A stab in the back the rehabilitation of Assad a

He walks proud, straight as an I, and heads towards the Saudi Crown Prince, Mohammed bin Salman. The two men greet each other, exchange a few words and strike a pose in front of the flashes. This May 19, in Jeddah, the Syrian pariah Bashar al-Assad once again becomes a head of state in the eyes of his Arab brothers who had expelled him from their League in 2011.

Declared the winner in a country in ruins, his readmission is only the logical continuation of a long series of rapprochements which accelerated after the earthquake of February 6 in Turkey and Syria. Following in the footsteps of the Emiratis, the Saudis have also chosen to change their strategy vis-à-vis Damascus, after resuming language with the Iranians, through the agreement signed in Beijing in March.

As if the Arab League “abandoned the Syrians”…

This dynamic is a slap in the face for opponents of the regime still there or in exile. “It is not surprising, because we had seen the Arab countries leaning in this direction, but it is a stab in the back of the Syrians,” said Omar Alshogre, of the Syrian Emergency Task Force, an organization of the Syrian opposition based in Washington. This is a way of telling Assad that he can continue to kill his people and that he will eventually be reintegrated into the international community.”

But the master of Damascus may have emerged from his diplomatic isolation, twelve years after the start of the Syrian uprising and 500,000 dead, 110,000 missing and more than 7 million refugees, his software remains the same. “I felt anger, sadness and frustration,” says Syrian activist Wafa Mustafa, whose father, a political opponent, has been missing since 2013. “The normalization of relations with the Assad regime looks like a “betrayal to the countless victims and their families, including mine. It is as if the memories of those who suffered under the atrocities in Damascus were erased and ignored,” she said.

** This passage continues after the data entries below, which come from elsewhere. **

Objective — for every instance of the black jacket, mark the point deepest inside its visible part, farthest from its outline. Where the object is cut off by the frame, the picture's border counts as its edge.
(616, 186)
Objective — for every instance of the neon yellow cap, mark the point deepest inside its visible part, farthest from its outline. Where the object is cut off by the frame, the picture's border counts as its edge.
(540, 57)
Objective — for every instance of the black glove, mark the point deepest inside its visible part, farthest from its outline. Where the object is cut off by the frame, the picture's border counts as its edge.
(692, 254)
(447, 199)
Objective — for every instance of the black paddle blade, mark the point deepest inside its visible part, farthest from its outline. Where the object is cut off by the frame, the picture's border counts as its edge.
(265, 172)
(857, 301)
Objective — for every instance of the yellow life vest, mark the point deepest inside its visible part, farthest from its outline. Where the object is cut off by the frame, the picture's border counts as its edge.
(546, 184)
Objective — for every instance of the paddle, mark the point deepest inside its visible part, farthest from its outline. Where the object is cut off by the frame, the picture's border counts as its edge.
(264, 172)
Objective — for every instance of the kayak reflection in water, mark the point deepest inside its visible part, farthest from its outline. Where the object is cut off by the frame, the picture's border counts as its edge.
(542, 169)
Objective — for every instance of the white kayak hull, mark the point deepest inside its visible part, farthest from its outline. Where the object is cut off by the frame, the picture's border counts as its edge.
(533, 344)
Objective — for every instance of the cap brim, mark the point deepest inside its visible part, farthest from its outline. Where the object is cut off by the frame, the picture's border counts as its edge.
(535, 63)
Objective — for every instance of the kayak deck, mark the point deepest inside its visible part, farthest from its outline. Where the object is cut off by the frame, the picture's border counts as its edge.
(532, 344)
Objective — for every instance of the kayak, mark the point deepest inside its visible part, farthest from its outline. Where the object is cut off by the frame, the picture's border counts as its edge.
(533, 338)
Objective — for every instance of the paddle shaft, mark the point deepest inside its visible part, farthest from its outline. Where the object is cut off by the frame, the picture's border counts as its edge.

Repression against opponents continues across the country and the Syrian northwest, controlled by the rebellion, continues to be bombarded by loyalist forces and the Russian army. “The reasons that led Arab countries to break their ties with the regime have not changed,” recalls George Sabra, veteran of the Syrian opposition and president of the Syrian National Council. For this opposition alliance based in Turkey, the Arab League’s decision amounts to abandoning the Syrians, leaving them “without official Arab support”.

But the Gulf countries, led by Saudi Arabia, don’t care. They consider that the strategy of isolation has only strengthened the Iranian presence in Syria and made this country a narco-state which threatens the entire region. “This is not so surprising coming from them, given that the United Arab Emirates, Saudi Arabia or Egypt are not democracies, but authoritarian regimes that stick together,” adds Omar Alshogre, former detainee who suffered torture between 2012 and 2015.

The outstretched hand of the Arab countries to Assad was not without guarantees. The question of the return of refugees, but also that of trafficking in captagon, a synthetic drug of which Syria is the main producer, were put on the table. Despite the promises, Bashar al-Assad does not look favorably on the massive return of millions of mainly Sunni Syrians and will probably do nothing to stop the drug trade, managed mainly by his brother Maher and pro-Tehran militias. “It’s wishful thinking, the regime will not give in on the issue of Captagon. This is underestimating Iranian influence and power in Syria,” adds George Sabra.

Towards cooperation with Erdogan?

Driven by these worrying developments, the High Negotiations Committee (HCN), which brings together the seven components of the Syrian opposition, met in Geneva for the first time in more than three years last June. After intense discussions, the HCN called for the resumption of negotiations under the aegis of the UN and considered that the reintegration of the regime into the Arab fold carried the risk of seeing Damascus reject any political solution. “We will only achieve the return of refugees and the resolution of the situation in Syria with the concerted pursuit of a credible political process based on resolution 2254, enacted in 2015, on a change in internal political governance,” insists George Sabra .

But the worst could be yet to come. Because the newly re-elected Turkish President, Recep Tayyip Erdogan, godfather of the Syrian opposition, would be ready for dialogue with Bashar el-Assad, in particular to resolve the question of Syrian refugees, which returned to the forefront during the presidential election of May. “For Turkey, the normalization process is not simply limited to reopening an embassy,” explains Nawar Saban, analyst at the Omran Institute, based in Turkey. “It is a question of national security and border control. Because Ankara is present and influential in Idlib and the North West.”

All eyes are on the West, the last ramparts preventing the full rehabilitation of the Syrian regime. “Certain countries are taking steps in the right direction: the American Congress has passed important laws and will continue to do so, summarizes Omar Alshogre. We must also not forget the cases brought to court against the Syrian regime in Germany and in France, as well as that brought before the International Court of Justice.” The Caesar law, which sanctions any person or entity that invests in Syria, appears today to be the main safeguard against the return of Bashar al-Assad on the international scene.